In the past We’ve seen Uber’s former security chief convicted in federal court of mishandling a data breach, a federal regulator indicting SolarWinds’ security chief for allegedly misleading investors before its own cyberattack, and new regulations forcing companies to disclose public data breaches within four business days.
It may seem like it’s never been a riskier time to work in cybersecurity.
But one of the takeaways from a panel at the ShmooCon hacker conference in Washington, DC on Sunday is for those in cyberspace not to give up on challenges.
Now in its penultimate year, ShmooCon brings together hackers, researchers, government officials and cybersecurity executives to discuss some of the most pressing issues facing the security community. A common theme heard among attendees this year is the increasingly dangerous nature of work in the cybersecurity industry itself. The infosec community is no stranger to legal risks—perhaps an inherent byproduct of working in the field—but is increasingly aware of the increasing legal oversight and consequences that come with the work.
Leading the discussion, startup attorney Elizabeth Wharton, former SEC attorney Danette Edwards, and tech investor Cyndi Gula shared their perspectives and predictions on a panel that explored how the stakes of responsibility in cyberspace are shifting from the bottom line to the executive suite.
The SEC’s new cyber reporting rules were introduced last year, which now require companies to disclose “material” security incidents in public 8-K filings within four business days. The rules went into effect in December and have already led to a flurry of companies filing new data breach disclosures with the Securities and Exchange Commission in its wake, as companies figure out what a “material” impact means. It also saw the first instance of a ransomware gang using the rules to call out the hacked company itself for not filing with regulators.
“We’re going to see a lot of initial 8-K filings and then possibly multiple filings of the same cyber hacks,” Edwards, now a defense attorney and partner at the Katten law firm, said at ShmooCon.
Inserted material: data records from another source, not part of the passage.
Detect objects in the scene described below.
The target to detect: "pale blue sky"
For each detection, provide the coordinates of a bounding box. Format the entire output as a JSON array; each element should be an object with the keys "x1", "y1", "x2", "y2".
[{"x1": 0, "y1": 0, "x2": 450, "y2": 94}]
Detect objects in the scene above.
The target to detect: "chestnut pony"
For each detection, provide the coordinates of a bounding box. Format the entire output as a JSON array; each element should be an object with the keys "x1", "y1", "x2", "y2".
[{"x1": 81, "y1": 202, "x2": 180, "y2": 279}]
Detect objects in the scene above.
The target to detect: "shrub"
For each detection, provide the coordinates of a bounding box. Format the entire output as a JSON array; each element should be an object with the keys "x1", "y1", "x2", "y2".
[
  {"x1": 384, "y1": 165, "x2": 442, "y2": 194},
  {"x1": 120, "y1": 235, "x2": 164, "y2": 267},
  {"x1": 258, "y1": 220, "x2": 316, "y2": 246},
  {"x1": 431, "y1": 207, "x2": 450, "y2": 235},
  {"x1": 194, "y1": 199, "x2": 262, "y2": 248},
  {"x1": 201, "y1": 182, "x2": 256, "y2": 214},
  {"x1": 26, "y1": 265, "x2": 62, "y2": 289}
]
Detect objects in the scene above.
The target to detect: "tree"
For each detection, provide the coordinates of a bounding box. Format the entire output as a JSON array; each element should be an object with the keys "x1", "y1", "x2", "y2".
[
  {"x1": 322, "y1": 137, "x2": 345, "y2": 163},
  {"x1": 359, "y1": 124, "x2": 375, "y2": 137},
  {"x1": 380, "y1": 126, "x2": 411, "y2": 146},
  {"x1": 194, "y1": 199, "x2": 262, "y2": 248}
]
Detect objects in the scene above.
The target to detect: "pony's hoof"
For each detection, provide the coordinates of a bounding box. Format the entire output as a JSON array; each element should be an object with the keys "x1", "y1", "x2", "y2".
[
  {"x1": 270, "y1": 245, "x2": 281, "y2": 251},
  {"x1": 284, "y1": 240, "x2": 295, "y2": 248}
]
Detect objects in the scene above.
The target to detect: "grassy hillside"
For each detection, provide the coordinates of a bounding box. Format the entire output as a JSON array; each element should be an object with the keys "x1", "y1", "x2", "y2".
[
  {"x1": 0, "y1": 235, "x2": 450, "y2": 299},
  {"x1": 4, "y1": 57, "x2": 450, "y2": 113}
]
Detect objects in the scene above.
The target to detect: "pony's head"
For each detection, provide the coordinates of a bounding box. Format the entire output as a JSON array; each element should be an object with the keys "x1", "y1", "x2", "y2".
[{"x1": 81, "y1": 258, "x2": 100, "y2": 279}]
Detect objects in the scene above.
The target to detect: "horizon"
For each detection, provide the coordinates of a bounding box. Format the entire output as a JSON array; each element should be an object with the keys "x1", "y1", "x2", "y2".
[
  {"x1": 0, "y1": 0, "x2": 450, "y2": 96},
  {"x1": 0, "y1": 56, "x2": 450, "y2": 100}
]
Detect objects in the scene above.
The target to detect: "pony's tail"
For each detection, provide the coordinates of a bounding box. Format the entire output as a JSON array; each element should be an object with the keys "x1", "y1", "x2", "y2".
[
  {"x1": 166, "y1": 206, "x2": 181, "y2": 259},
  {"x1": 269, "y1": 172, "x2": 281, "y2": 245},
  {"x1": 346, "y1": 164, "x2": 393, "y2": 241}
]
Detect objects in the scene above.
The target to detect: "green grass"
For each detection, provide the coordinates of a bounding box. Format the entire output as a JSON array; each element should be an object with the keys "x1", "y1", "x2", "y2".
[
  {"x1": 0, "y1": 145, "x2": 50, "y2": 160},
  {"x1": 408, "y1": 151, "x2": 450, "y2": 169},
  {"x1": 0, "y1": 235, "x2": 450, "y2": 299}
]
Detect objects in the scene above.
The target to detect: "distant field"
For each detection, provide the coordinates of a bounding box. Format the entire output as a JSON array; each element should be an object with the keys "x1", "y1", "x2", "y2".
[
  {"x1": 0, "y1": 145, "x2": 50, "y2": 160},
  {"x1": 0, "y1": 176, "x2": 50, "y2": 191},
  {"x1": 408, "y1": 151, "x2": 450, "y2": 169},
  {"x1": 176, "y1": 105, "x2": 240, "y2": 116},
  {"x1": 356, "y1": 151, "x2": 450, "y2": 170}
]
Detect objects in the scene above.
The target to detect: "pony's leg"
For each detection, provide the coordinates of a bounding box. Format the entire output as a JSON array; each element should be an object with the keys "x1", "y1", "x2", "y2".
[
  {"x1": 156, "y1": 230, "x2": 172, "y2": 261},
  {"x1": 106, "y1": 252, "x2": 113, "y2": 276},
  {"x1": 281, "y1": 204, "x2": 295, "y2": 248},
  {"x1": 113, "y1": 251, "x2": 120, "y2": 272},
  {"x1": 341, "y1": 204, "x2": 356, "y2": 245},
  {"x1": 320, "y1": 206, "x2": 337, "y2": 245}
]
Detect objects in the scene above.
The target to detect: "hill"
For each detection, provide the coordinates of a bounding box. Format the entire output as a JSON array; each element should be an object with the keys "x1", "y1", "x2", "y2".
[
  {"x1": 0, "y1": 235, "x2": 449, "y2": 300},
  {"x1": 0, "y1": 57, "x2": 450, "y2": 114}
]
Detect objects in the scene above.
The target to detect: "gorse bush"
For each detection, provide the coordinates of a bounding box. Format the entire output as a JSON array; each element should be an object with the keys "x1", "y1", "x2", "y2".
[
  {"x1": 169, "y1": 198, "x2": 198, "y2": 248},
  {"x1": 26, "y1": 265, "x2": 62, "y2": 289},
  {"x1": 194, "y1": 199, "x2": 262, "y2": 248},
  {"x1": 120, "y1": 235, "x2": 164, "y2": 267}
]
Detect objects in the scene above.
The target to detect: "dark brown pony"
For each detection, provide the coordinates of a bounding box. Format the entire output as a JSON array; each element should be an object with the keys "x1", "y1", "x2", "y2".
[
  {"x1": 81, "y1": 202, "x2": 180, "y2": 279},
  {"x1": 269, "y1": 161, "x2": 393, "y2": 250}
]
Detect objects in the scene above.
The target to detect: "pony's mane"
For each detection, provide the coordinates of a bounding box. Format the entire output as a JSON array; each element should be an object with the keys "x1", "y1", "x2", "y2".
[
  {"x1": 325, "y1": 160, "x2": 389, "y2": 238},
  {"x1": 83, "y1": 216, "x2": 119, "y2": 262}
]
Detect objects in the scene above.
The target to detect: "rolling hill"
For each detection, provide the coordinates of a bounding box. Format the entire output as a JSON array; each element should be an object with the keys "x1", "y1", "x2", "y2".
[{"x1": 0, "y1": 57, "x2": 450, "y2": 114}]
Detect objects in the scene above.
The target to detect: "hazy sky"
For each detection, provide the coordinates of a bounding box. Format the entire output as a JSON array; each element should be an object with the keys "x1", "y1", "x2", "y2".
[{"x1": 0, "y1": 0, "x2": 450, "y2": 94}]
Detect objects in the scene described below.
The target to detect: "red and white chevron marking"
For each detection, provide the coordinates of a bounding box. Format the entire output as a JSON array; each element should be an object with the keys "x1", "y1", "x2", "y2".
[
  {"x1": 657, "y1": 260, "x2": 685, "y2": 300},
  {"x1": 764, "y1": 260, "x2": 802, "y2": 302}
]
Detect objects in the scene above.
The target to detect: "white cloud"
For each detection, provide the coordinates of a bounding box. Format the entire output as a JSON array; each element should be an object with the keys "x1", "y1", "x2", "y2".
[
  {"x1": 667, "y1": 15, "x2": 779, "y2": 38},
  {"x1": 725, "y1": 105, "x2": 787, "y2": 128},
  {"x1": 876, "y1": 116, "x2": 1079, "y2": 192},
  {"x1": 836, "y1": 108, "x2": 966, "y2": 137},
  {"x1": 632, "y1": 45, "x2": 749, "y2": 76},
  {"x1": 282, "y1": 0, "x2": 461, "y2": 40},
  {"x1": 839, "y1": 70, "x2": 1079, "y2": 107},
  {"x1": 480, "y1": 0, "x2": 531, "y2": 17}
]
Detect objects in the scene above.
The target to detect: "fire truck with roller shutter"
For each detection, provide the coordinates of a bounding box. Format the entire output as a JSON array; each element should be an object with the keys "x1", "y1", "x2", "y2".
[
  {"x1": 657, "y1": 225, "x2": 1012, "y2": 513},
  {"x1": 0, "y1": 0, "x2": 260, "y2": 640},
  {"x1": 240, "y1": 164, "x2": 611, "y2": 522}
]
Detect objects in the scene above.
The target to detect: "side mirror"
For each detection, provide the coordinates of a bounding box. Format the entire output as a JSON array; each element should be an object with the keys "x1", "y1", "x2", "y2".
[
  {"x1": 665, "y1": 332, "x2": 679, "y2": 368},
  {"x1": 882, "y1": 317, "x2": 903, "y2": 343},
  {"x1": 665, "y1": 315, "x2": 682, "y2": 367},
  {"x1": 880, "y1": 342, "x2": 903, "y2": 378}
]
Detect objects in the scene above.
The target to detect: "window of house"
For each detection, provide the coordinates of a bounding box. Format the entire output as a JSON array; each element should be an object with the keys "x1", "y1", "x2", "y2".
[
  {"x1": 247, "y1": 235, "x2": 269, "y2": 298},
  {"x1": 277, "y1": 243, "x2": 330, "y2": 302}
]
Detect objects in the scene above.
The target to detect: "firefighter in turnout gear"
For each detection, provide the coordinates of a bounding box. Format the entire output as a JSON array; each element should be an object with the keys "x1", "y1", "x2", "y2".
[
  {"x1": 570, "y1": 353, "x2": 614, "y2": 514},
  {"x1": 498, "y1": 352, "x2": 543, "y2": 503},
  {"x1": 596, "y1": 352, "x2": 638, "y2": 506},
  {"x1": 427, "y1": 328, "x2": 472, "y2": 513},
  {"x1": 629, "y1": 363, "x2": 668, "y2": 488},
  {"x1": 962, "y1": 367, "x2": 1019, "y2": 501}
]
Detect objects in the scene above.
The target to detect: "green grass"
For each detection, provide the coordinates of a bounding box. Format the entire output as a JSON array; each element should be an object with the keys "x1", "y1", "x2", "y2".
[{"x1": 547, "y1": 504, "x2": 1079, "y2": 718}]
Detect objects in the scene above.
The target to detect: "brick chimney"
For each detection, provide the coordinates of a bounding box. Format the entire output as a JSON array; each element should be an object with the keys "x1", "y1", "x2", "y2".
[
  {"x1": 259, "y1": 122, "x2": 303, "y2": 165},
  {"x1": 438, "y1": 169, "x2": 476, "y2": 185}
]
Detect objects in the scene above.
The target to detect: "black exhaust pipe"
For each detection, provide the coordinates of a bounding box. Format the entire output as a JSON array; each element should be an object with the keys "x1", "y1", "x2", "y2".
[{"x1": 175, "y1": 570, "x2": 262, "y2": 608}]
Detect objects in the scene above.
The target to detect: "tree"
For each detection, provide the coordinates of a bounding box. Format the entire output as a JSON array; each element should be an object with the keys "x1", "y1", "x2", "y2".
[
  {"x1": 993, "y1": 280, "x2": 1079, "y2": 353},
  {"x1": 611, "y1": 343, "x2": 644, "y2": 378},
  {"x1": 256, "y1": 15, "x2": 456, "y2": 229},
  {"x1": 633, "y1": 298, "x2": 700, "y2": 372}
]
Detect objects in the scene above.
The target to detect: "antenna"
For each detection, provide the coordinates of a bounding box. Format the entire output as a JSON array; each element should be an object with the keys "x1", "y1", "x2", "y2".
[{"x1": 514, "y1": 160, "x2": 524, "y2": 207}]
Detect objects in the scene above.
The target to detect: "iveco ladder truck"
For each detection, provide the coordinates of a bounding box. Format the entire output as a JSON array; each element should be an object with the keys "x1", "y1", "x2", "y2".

Wharton, founder of Silver Key Strategies and who previously served on Atlanta’s ransomware incident response team, said cyber incidents can change hourly and may require subsequent disclosures.
“When you’re dealing with an incident and you’re still knee-deep in response four days in, you’ve identified, ‘oh, shoot, our bin’s on fire!’ but you haven’t even figured out what materials are necessary in the trash can as it burns — and you need to start reporting,” Wharton said. “Knowing that as things ebb and flow, public companies will have to update [those disclosures].”
The flip side of transparency combined with remote work is that more things than ever are recorded, recorded or otherwise stored and documented. This can be a boon for researchers and a headache for companies.
“I guess every email is going to be read either by your mother or in a deposition, or … in an SEC complaint, and it changes that water conversation,” Wharton said. “Since we’re not necessarily in offices, we make sure you don’t necessarily write it and the content gets lost in the meme you send to your co-workers because you thought it was hilarious.”
“And regulators don’t always have a great sense of humor,” Edwards said.
“Culture is integral to an organization — especially in what we do — because we have a lot of trust,” said Gula, managing partner of Gula Tech Adventures. “Companies are going to have a hard time bringing that culture with an eye that everything they do is going to be under control.”
Not only do the new cybersecurity reporting rules put companies and their data incidents in the spotlight, but recent federal enforcement actions show that cybersecurity executives are shouldering some of the blame as well.
In October, the Securities and Exchange Commission filed charges against SolarWinds CISO Timothy Brown for allegedly misleading investors about the company’s security prior to a cyberattack launched on the company by Russian spies in 2019. Many of the SEC’s charges come from comments Brown reportedly shared internally.
“We’ve also heard a lot of people don’t want to [to be CISO] because of that oversight and because of all these pitfalls that you don’t even know are ahead of time,” said Gula, who serves on the board of several startups. “Please do not move from this position. Please get up and do it.”
Along with that advice, Gula said documentation can also help. When executives need to make changes, fix defects, or improve cyber training, but receive plan or budget denials, ask, “Can I get this in writing?” Adding: “Whatever you can do to get that Eye of Sauron off of you so you can keep throwing the ring into the fire to put out what you have to do — that’s important.”
Zack Whittaker reports from ShmooCon in Washington, DC.